Chapter 11
Vascular Access Issues and Procedures
Bedside Ultrasonography in the ICU
Methodology
Ultrasound can be used in both static and dynamic capacities to aid in vascular access. Static ultrasound is the use of imaging to localize, characterize, and mark the vessel prior to beginning the procedure. In contrast, dynamic ultrasound uses imaging to visualize the needle and the vessel in real time during the procedure and to guide puncture of the vessel. It is optimal to apply both techniques: (1) assess vessel location and patency prior to preparing the patient and (2) perform the procedure using dynamic ultrasound guidance.
Arterial Catheterization
Sites
A number of superficial arteries are used for arterial catheterization in the adult, including the radial, ulnar, brachial, axillary, femoral, dorsalis pedis, and posterior tibial arteries (Table 11.1). Although the radial artery is the most commonly used site, alternative sites may be useful in certain situations. For example, when the radial artery is not palpable, the femoral artery is an acceptable alternative. Although some ICU clinicians perform an Allen test before radial artery cannulation to document the presence of collateral circulation (via the ulnar artery), many others do not. The medical literature, including large series of patients receiving radial artery cannulation, is equivocal regarding any benefit to including this test prior to cannulation. In addition, there is no consensus on the definition or significance of an abnormal test. Clearly, after arterial catheterization of any site, the distal extremity must be monitored for signs and symptoms of ischemia.
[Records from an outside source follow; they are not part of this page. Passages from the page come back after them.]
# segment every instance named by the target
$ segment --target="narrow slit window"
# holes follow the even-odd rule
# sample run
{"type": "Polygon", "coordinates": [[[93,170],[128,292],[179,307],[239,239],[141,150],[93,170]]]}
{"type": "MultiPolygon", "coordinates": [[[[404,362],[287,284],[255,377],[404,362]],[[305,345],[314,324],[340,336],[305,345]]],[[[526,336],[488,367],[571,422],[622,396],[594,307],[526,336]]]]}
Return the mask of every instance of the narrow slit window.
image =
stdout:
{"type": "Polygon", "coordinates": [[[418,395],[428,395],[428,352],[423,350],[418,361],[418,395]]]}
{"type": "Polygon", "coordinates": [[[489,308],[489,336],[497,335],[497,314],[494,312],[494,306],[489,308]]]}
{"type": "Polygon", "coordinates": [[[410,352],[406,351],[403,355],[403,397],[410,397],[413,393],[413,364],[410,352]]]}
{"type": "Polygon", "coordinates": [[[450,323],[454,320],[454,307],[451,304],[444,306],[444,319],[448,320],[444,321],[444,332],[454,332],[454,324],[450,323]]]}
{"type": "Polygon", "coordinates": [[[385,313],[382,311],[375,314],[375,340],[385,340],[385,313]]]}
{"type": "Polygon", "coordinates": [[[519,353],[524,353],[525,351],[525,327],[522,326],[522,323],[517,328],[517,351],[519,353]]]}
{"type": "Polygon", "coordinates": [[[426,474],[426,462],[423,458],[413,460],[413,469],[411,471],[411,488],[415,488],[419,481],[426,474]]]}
If there is concern for ischemia, the arterial catheter should be removed and a vascular surgeon should be consulted for immediate evaluation.
As with all procedures on ICU patients, the operator should observe standard safety measures prior to starting the procedures, including a “time out” or “pause” for safety, and document the pause (see Chapter 109). At a minimum, this should confirm that the following are correct: (1) the patient, (2) the procedure, and (3) the extremity and laterality (right versus left side). To perform vascular access using dynamic ultrasound, the ultrasound should be positioned in a manner that allows the practitioner easy viewing access without strain or discomfort. After the site is prepped in a standard and sterile manner, the operator dons hat, gown, and gloves. The sterile area should be draped, and ultrasound gel is placed inside a sterile plastic sleeve. An assistant then lowers the ultrasound probe into the sleeve taking care to avoid contamination of the operator, the sterile field, or the outer surface of the sleeve. The sleeve should be extended so that it covers both probe and cable, allowing the operator mobility without concern for impairing the sterility of the field. Sterile gel is then placed on the patient over the site of interest.
Insertion Methods
There are two common approaches to cannulating an artery in the ICU: direct cannulation of the vessel and the modified Seldinger technique. The direct approach involves insertion of the needle into the vessel lumen until arterial blood is identified. At this point the catheter is gently threaded over the needle into the artery. The direct approach can be used for catheterization of smaller vessels; however, it is often more difficult to perform and is not suggested for inexperienced operators.
The modified Seldinger technique is a multistage procedure (Figure 11.1). The first step involves insertion of the needle into the vessel lumen. Ultrasound guidance may be helpful during this step. The second step involves passing a thin guide wire through the needle into the lumen. After the wire is in the vessel lumen, the introducer needle is removed while the operator maintains control of the guide wire. Next, a plastic catheter is threaded over the wire into the vessel. The wire is now removed from the catheter lumen. Success is confirmed by the return of pulsatile blood from the catheter. Care should be taken to avoid traumatizing the vessel. The wire typically has a flexible, often J-shaped, tip and only this end of the wire should enter the vessel. The wire should never be advanced if resistance is met. Finally, a complication of this technique is inadvertent loss of the wire into the vessel, which can be avoided by maintaining control of some portion of the wire throughout the procedure.
The second method utilizes a separate guide wire. After puncturing the skin with the catheter and visualizing arterial blood in the reservoir, the catheter and needle are advanced slightly further so that the back wall of the artery is punctured (the so-called through-and-through technique). The needle is then removed. The catheter is very slowly withdrawn into the vessel. When pulsatile blood flow is again obtained, a small guide wire is advanced through the catheter into the vessel lumen. Finally, the catheter is advanced over the wire into the vessel.
Central Venous Catheterization
Indications
Central veins are cannulated for a variety of reasons in the ICU, including monitoring of pressure and central venous oxygen saturation as well as administration of fluids. Patients who lack suitable veins for reliable peripheral venous access often require central venous catheters. Central venous access is also indicated for the administration of vasoactive agents, hypertonic fluids, and other substances that may be injurious to peripheral veins (e.g., calcium chloride and vasopressors). Vasopressors can cause constriction and vessel injury when administered into small peripheral veins. Administering them centrally decreases the time between changes in dose and onset of effect because of the shorter “path length” between the drug infusion site and site of action. Finally, central venous access is required for pulmonary artery catheterization, temporary cardiac pacing, plasmapheresis, and hemodialysis.